Kompas, halaman 12
Pendidikan adalah kunci masa depan bangsa. Namun, di sejumlah daerah terpencil, ditemukan peserta didik ditelantarkan karena ketiadaan guru di sekolah. Proses belajar mengajar tak lancar. Faktornya antara lain ketiadaan fasilitas dan distribusi guru yang tak merata. Salah satu temuan ketidakhadiran guru yang membuat anak didik terlantar ada di Kabupaten Kepulauan Aru, Maluku. Guru-guru sering meninggalkan sekolah selama berbulan-bulan karena memilih tinggal di Dobo, ibu kota kabupaten.
Bupati Kepulauan Aru Johan Gonga mengatakan, ada julukan guru ujian bagi guru-guru di daerah pedalaman. Guru-guru baru hadir jika siswa sudah mau ujian. Di SD Negeri Batugoyang, Kecamatan Aru Selatan, guru yang mengajar didominasi peserta program Sarjana Mendidik di Daerah Tertinggal, Terluar, dan Terdepan (SM3T).
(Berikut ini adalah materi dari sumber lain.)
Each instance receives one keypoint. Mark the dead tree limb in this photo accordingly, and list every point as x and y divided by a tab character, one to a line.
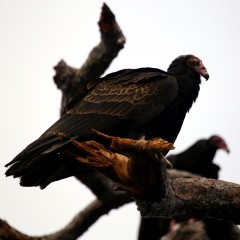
196	198
72	81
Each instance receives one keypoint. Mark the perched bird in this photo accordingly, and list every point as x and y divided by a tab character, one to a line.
198	158
130	103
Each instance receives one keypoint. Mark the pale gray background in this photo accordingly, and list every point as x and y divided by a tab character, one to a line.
35	35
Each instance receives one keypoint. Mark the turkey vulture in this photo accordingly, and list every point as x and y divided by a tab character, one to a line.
198	158
129	103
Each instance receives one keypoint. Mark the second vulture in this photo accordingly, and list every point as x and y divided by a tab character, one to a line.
198	158
130	103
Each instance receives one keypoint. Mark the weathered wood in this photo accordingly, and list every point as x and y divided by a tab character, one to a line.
196	198
72	81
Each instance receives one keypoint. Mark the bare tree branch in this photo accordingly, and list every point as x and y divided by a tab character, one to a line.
72	81
196	198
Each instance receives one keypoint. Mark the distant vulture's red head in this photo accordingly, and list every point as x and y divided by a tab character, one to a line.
218	143
197	65
181	63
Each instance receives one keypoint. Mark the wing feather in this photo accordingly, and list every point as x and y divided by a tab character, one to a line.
136	95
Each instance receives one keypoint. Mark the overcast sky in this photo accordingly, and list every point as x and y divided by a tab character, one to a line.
35	35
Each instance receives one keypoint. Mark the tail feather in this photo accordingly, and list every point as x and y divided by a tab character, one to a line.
43	162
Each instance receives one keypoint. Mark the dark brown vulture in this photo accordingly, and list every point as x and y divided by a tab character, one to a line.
198	158
130	103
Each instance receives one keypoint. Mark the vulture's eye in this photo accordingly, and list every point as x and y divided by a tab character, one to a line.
195	63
Pemerhati masalah pendidikan di Maluku Stanley Ferdinandus mengatakan, kondisi serupa tak hanya terjadi di Kepulauan Aru, tetapi juga sebagian besar kabupaten lain di Maluku. Menurut dia, penyelenggaraan pendidikan yang masih di bawah standar ada di hampir semua pulau kecil di Maluku. Masalah yang sama ditemukan di sejumlah kawasan terpencil lainnya, seperti di Kalimantan Timur, Kalimantan Barat, Sumatera Utara, Papua, bahkan Jawa Barat.
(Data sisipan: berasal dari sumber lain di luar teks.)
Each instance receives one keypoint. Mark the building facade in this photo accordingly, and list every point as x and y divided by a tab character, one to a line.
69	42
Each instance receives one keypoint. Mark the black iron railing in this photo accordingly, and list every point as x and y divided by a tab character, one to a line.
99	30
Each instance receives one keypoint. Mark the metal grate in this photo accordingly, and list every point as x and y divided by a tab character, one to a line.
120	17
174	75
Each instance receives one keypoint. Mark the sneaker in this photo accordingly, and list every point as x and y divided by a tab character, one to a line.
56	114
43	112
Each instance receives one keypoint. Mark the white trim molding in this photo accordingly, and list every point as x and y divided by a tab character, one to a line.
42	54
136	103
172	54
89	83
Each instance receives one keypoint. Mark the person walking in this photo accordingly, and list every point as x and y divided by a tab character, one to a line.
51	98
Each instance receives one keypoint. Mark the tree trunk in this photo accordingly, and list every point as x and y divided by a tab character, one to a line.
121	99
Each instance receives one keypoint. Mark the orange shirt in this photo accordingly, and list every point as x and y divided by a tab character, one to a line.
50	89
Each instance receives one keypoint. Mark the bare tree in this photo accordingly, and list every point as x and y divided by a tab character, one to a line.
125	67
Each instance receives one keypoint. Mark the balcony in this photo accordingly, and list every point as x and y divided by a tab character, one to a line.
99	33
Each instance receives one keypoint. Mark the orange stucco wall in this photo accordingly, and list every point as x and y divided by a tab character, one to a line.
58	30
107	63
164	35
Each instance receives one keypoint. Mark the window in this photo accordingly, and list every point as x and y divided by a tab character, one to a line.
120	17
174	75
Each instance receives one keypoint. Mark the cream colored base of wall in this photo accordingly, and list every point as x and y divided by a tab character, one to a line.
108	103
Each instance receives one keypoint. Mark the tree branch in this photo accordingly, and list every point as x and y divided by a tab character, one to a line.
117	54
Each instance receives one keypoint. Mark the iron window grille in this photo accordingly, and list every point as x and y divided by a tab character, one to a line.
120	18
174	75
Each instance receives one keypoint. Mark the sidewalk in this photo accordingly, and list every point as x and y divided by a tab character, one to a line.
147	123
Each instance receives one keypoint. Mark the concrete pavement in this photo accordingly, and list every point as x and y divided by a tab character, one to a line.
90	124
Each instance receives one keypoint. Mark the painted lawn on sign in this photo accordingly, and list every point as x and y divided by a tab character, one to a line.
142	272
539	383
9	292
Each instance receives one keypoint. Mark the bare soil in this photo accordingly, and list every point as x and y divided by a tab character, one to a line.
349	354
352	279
Sementara itu, Direktur Jenderal Guru dan Tenaga Kependidikan Kemdikbud Sumarna Surapranata menjelaskan, untuk memenuhi guru di daerah 3T, Kemdikbud memiliki program Guru Garis Depan (GGD). Tahun ini akan segera dikirimkan 6.296 orang GGD di 128 kabupaten untuk 28 provinsi. Bersama Tim Nasional Percepatan Penanggulangan Kemiskinan dilakukan penelitian di lima kabupaten, antara lain Keerom, Ketapang, dan Kaimana. Penelitian itu untuk mencari model bagaimana mengatasi tingkat kehadiran guru dan sistem pengawasan dengan melibatkan masyarakat, antara lain agar kehadiran guru/kepala sekolah lebih baik.